Through bioinformatics analysis, we identified 16 key ORGs associated with IA pathogenesis. Further screening revealed that ALOX5 and TLR4 were highly expressed to activate a series of inflammatory responses and reduce the production of myocytes. Methotrexate (MTX) may be a potential targeted drug. Single-cell analysis revealed a notable increase in immune cells in the IA group, with ALOX5 and TLR4 primarily localized to monocytes/macrophages. Validation through patient samples and mouse models confirmed high expression of ALOX5 and TLR4 in IAs.

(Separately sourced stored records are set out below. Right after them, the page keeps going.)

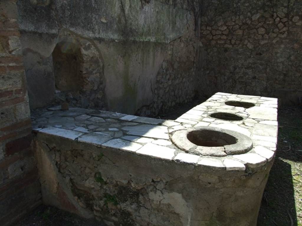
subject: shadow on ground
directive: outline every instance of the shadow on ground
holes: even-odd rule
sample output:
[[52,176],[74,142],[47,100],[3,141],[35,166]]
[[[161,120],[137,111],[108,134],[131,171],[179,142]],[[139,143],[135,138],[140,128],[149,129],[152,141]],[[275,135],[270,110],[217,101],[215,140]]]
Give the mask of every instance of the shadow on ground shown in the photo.
[[302,225],[302,109],[278,111],[278,145],[258,226]]
[[51,206],[41,205],[15,226],[105,226],[94,219],[87,219]]
[[[198,100],[159,116],[175,119],[202,102]],[[302,109],[278,112],[278,148],[264,193],[258,226],[302,226]],[[16,226],[104,226],[53,207],[42,206]]]

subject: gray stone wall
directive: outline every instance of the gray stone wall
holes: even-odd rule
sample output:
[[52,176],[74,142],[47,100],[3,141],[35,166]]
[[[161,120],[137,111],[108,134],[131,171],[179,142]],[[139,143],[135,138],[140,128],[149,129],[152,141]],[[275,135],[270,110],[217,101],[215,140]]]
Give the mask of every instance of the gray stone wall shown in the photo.
[[302,97],[302,4],[281,1],[205,1],[202,18],[201,93]]
[[41,203],[15,1],[0,2],[0,224]]
[[[194,20],[183,2],[168,2],[19,1],[31,108],[67,101],[154,115],[191,99],[198,42]],[[98,60],[79,62],[80,67],[99,66],[82,73],[79,90],[55,95],[52,53],[64,42],[77,43],[82,55]],[[83,53],[83,43],[93,51]]]

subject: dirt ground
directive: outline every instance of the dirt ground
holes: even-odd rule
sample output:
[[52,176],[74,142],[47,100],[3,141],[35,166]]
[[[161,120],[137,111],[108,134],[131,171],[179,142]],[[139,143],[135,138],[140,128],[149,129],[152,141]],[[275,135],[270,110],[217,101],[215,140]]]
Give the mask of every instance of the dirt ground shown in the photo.
[[[158,118],[175,119],[203,100],[177,106]],[[277,156],[264,192],[258,226],[302,226],[302,108],[278,111]],[[54,207],[40,206],[16,226],[103,226]]]

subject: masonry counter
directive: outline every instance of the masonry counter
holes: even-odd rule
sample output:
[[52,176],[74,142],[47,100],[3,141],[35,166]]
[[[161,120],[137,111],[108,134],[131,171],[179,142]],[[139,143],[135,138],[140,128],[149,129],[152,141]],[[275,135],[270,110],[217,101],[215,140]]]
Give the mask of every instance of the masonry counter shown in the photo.
[[33,123],[43,201],[108,225],[255,226],[277,107],[220,93],[174,121],[40,111]]

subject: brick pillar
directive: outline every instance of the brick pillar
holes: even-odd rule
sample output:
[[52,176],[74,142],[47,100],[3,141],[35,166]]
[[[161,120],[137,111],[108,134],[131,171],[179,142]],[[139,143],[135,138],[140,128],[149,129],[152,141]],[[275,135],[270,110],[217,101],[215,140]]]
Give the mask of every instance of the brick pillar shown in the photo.
[[0,1],[0,225],[40,203],[17,21],[16,0]]

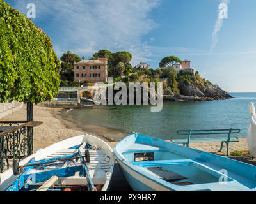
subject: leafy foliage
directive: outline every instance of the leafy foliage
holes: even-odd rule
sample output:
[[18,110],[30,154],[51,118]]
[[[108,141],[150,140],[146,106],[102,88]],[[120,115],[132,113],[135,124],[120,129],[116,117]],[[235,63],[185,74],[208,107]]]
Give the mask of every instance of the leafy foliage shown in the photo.
[[0,102],[51,101],[58,93],[60,68],[51,39],[0,0]]
[[[128,52],[119,51],[112,53],[108,50],[100,50],[93,54],[91,59],[97,58],[108,58],[108,72],[109,76],[120,76],[123,73],[127,75],[133,71],[132,66],[130,64],[132,55]],[[120,64],[120,62],[122,64]],[[124,66],[124,69],[122,64]]]
[[175,63],[182,63],[182,61],[178,57],[175,56],[165,57],[163,58],[160,63],[159,66],[162,68],[166,68],[168,66],[173,67],[173,64]]

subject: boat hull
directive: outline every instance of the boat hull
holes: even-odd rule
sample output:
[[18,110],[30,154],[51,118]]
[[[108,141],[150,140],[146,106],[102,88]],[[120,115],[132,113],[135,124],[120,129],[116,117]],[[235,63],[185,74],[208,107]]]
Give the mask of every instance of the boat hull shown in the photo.
[[256,191],[256,166],[147,135],[128,136],[114,153],[136,191]]
[[[101,189],[102,191],[107,191],[110,185],[110,181],[112,177],[112,173],[114,168],[115,159],[113,154],[113,150],[110,146],[101,139],[90,135],[83,135],[70,138],[66,139],[60,142],[56,143],[46,148],[40,149],[36,152],[25,158],[19,162],[20,166],[24,166],[29,164],[32,161],[44,160],[47,158],[51,154],[58,155],[63,149],[72,149],[74,147],[79,146],[82,143],[86,142],[88,144],[97,145],[100,149],[100,151],[104,152],[109,159],[108,166],[106,170],[106,180]],[[96,160],[98,160],[96,158]],[[97,170],[96,168],[94,171]],[[3,173],[0,174],[0,191],[6,191],[15,180],[17,176],[13,175],[12,168],[9,168]],[[65,180],[65,178],[60,178]],[[86,178],[84,178],[86,180]],[[97,178],[95,178],[97,179]],[[84,182],[82,181],[82,182]],[[86,182],[84,181],[84,182]]]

Bioinformatics analysis indicated that ALOX5 and TLR4 are the most significant ORGs associated with the pathogenesis of IA. Single-cell sequencing and experiments revealed that the high expression of ALOX5 and TLR4 are closely related to IA. These two genes are promising new targets for IA therapy.
颅内动脉瘤(IA)是一种严重的脑血管疾病,目前仍缺乏有效的基因治疗和药物干预手段。氧化应激(OS)与 IA 密切相关,但涉及的关键调节基因仍不清楚。通过多组学分析和实验验证,我们确定了两个与 OS 相关的 IA 诊断标志物。

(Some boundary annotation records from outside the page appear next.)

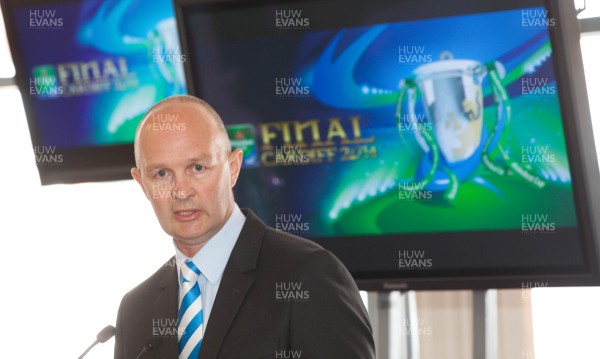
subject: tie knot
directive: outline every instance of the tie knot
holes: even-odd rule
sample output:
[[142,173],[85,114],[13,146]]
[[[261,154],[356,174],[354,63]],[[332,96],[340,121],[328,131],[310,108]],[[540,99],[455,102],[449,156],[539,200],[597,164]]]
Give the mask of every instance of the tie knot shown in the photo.
[[195,283],[198,281],[198,276],[200,276],[200,269],[196,267],[194,262],[186,259],[181,266],[181,277],[183,282]]

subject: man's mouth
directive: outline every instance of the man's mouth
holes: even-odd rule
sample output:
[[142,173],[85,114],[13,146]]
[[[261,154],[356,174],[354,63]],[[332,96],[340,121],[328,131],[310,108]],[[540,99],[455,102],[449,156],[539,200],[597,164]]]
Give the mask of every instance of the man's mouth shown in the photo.
[[177,218],[180,221],[191,221],[198,217],[200,211],[198,211],[197,209],[182,209],[174,211],[174,213],[175,218]]

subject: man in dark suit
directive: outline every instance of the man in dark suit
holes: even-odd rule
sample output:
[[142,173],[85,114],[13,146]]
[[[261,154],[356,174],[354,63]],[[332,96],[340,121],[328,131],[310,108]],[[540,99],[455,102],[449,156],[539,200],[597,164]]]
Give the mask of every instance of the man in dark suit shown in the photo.
[[115,358],[375,358],[340,261],[235,204],[242,153],[230,147],[195,97],[163,100],[140,122],[132,175],[176,255],[124,296]]

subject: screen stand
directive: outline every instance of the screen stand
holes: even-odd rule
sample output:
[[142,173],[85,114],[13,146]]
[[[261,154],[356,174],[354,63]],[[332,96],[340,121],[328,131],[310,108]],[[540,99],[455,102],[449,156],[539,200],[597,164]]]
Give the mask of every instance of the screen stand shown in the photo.
[[419,358],[415,292],[369,292],[369,316],[377,358]]
[[498,291],[473,291],[473,358],[498,358]]

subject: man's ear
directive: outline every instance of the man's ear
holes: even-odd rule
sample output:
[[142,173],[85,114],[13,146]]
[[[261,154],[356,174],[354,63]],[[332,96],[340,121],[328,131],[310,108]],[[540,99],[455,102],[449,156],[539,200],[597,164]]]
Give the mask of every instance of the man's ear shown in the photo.
[[244,152],[239,148],[229,154],[229,183],[232,188],[240,175],[243,160]]
[[144,192],[144,195],[149,200],[150,198],[148,197],[148,193],[146,193],[146,188],[144,187],[144,182],[142,182],[142,173],[140,172],[139,168],[133,167],[131,169],[131,177],[133,177],[133,179],[140,185],[140,187],[142,187],[142,191]]

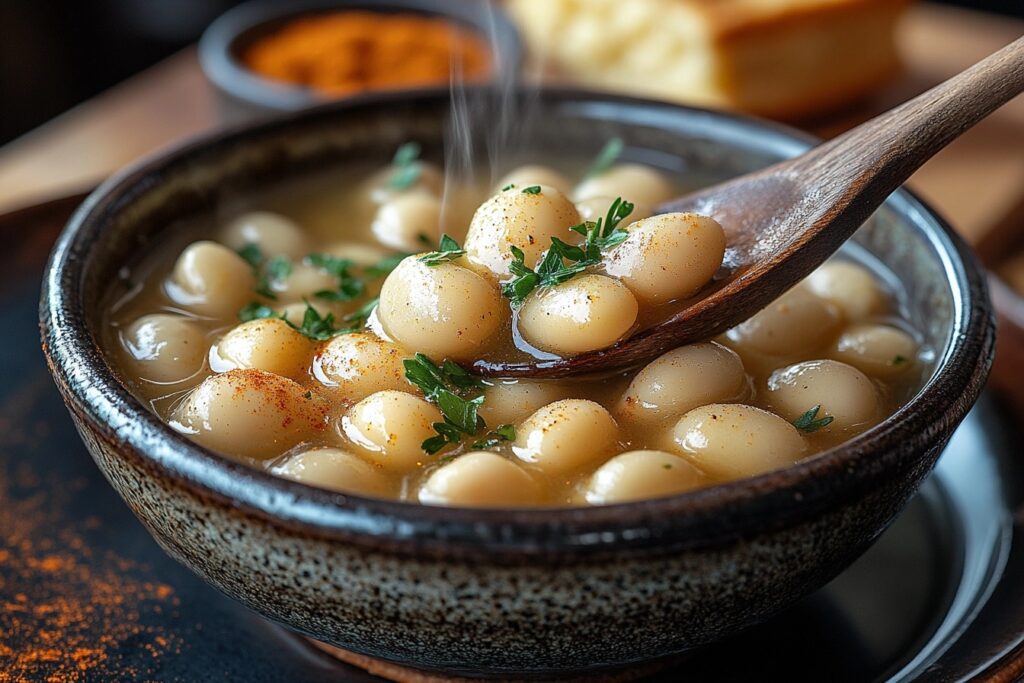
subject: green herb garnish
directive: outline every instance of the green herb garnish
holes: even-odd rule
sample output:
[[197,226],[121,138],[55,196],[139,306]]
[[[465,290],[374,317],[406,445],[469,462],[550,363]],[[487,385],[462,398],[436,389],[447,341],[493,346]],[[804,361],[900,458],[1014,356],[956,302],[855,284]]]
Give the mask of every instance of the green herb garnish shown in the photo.
[[371,313],[374,312],[377,304],[380,303],[380,297],[374,297],[341,319],[362,327],[367,324],[367,321],[370,318]]
[[596,222],[580,223],[569,228],[573,232],[584,236],[584,251],[587,253],[588,260],[599,261],[601,252],[617,247],[626,241],[630,233],[620,227],[620,224],[633,213],[634,208],[632,202],[626,202],[623,198],[616,197],[615,201],[608,207],[604,218],[598,218]]
[[499,425],[497,429],[494,429],[486,433],[486,435],[479,441],[473,441],[474,449],[493,449],[496,445],[501,445],[505,441],[515,440],[515,425]]
[[327,341],[328,339],[333,339],[339,335],[347,335],[352,332],[357,332],[359,328],[361,328],[361,326],[348,328],[336,327],[334,313],[321,315],[308,301],[305,303],[306,312],[302,315],[302,325],[295,325],[289,321],[284,313],[279,313],[269,306],[264,306],[263,304],[257,302],[253,302],[240,310],[239,319],[243,323],[248,323],[250,321],[278,318],[280,321],[284,321],[285,325],[292,328],[296,332],[315,341]]
[[246,263],[256,269],[263,265],[263,250],[259,248],[259,245],[250,242],[238,251],[239,256],[241,256]]
[[538,287],[554,287],[580,274],[601,261],[604,250],[621,245],[628,232],[618,224],[633,212],[633,205],[616,198],[604,218],[596,222],[588,221],[573,225],[570,230],[585,237],[583,247],[574,247],[558,238],[551,238],[551,247],[544,253],[537,269],[526,265],[525,255],[518,247],[511,247],[512,262],[509,272],[512,278],[502,284],[502,296],[512,306],[521,306],[523,301]]
[[388,180],[388,185],[393,189],[409,189],[420,179],[421,166],[420,145],[417,142],[406,142],[394,153],[391,166],[394,173]]
[[[239,319],[243,323],[248,323],[249,321],[259,321],[265,317],[282,317],[274,312],[269,306],[263,305],[256,301],[247,305],[245,308],[239,311]],[[283,318],[284,319],[284,318]]]
[[605,142],[601,152],[598,153],[594,162],[590,165],[590,168],[584,173],[584,179],[600,175],[611,168],[611,165],[618,161],[618,156],[623,154],[624,146],[623,138],[621,137],[613,137]]
[[460,256],[463,256],[465,253],[466,250],[460,247],[458,242],[446,234],[442,234],[441,244],[437,251],[424,254],[418,260],[420,263],[426,263],[429,267],[434,267],[440,265],[441,263],[454,261]]
[[811,433],[816,432],[822,427],[827,427],[833,423],[834,418],[830,415],[826,415],[823,418],[818,418],[818,411],[821,410],[821,405],[815,405],[811,410],[807,411],[799,418],[793,421],[793,426],[802,432]]
[[483,418],[477,415],[483,404],[483,396],[468,397],[470,392],[483,387],[478,378],[451,360],[444,360],[438,367],[423,353],[406,358],[402,364],[406,367],[406,379],[419,387],[424,397],[436,404],[444,416],[443,422],[433,424],[437,436],[432,436],[421,444],[424,451],[433,455],[466,436],[476,435],[486,427]]
[[292,262],[287,256],[274,256],[269,261],[263,255],[259,245],[249,243],[238,251],[246,263],[252,266],[256,275],[256,293],[267,299],[276,299],[272,285],[292,274]]

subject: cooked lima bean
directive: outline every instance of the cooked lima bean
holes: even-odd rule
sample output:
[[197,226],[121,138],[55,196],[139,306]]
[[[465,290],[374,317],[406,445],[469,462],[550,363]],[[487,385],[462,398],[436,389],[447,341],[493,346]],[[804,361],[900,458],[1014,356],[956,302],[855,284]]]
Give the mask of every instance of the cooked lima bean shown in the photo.
[[587,274],[535,290],[519,311],[523,339],[544,351],[572,355],[611,346],[637,321],[637,300],[617,280]]
[[807,444],[788,422],[753,405],[697,408],[672,429],[673,451],[719,480],[762,474],[804,457]]
[[605,259],[605,272],[620,279],[648,304],[682,299],[707,285],[722,265],[725,232],[714,219],[665,213],[638,220]]
[[271,472],[343,494],[384,498],[390,495],[388,478],[358,456],[339,449],[310,449],[274,465]]
[[629,451],[601,465],[587,485],[591,505],[660,498],[707,485],[703,474],[664,451]]
[[536,194],[523,189],[512,187],[484,202],[466,233],[469,260],[499,278],[509,274],[511,247],[521,249],[526,265],[534,266],[551,238],[569,240],[569,226],[581,222],[572,203],[554,187],[542,184]]
[[183,315],[143,315],[128,326],[121,341],[132,370],[146,382],[181,382],[206,360],[203,329]]
[[384,281],[378,307],[385,332],[440,358],[471,358],[504,316],[498,289],[458,263],[428,266],[410,256]]
[[521,467],[488,451],[459,456],[427,477],[420,503],[474,508],[535,505],[540,487]]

本研究首先分析了 IA 数据集 GSE75436,并对氧化应激相关基因(ORGs)进行了联合分析。采用差异分析、功能富集分析、免疫浸润、WGCNA、PPI、LASSO 等方法,鉴定与 OS 相关的 IA 诊断标志物。接着,分析了 TLR4 和 ALOX5 在 IA 中的表达及其潜在的靶向治疗药物。我们还对患者 IA 和对照(颞浅动脉,STA)组织进行了单细胞测序。从我们中心获得的 2 个 IA 和 3 个 STA 样本中捕获了 23342 个细胞。使用 R 软件对细胞聚类和注释进行分析,观察 TLR4 和 ALOX5 在 IA 中的表达分布。最后,通过 WB 和免疫荧光等实验,在 IA 患者和弹性蛋白酶诱导的 IA 小鼠模型中验证了 TLR4 和 ALOX5 的表达。

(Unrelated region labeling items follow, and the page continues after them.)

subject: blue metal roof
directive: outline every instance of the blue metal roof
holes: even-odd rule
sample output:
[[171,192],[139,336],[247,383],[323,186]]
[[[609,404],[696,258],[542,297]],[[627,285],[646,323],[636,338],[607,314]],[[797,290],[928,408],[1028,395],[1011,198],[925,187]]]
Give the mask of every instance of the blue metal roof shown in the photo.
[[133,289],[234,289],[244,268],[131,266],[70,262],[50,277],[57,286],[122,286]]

通过生物信息学分析,我们确定了 16 个与 IA 发病机制相关的关键 ORGs。进一步筛选发现,ALOX5 和 TLR4 表达上调,激活一系列炎症反应,减少肌细胞生成。甲氨蝶呤(MTX)可能是一种潜在的靶向药物。单细胞分析显示,IA 组免疫细胞明显增加,ALOX5 和 TLR4 主要定位于单核细胞/巨噬细胞。通过患者样本和小鼠模型的验证,证实了 ALOX5 和 TLR4 在 IA 中的高表达。
生物信息学分析表明,ALOX5 和 TLR4 是与 IA 发病机制最密切相关的关键 ORGs。单细胞测序和实验表明,ALOX5 和 TLR4 的高表达与 IA 密切相关。这两个基因是 IA 治疗的有前途的新靶点。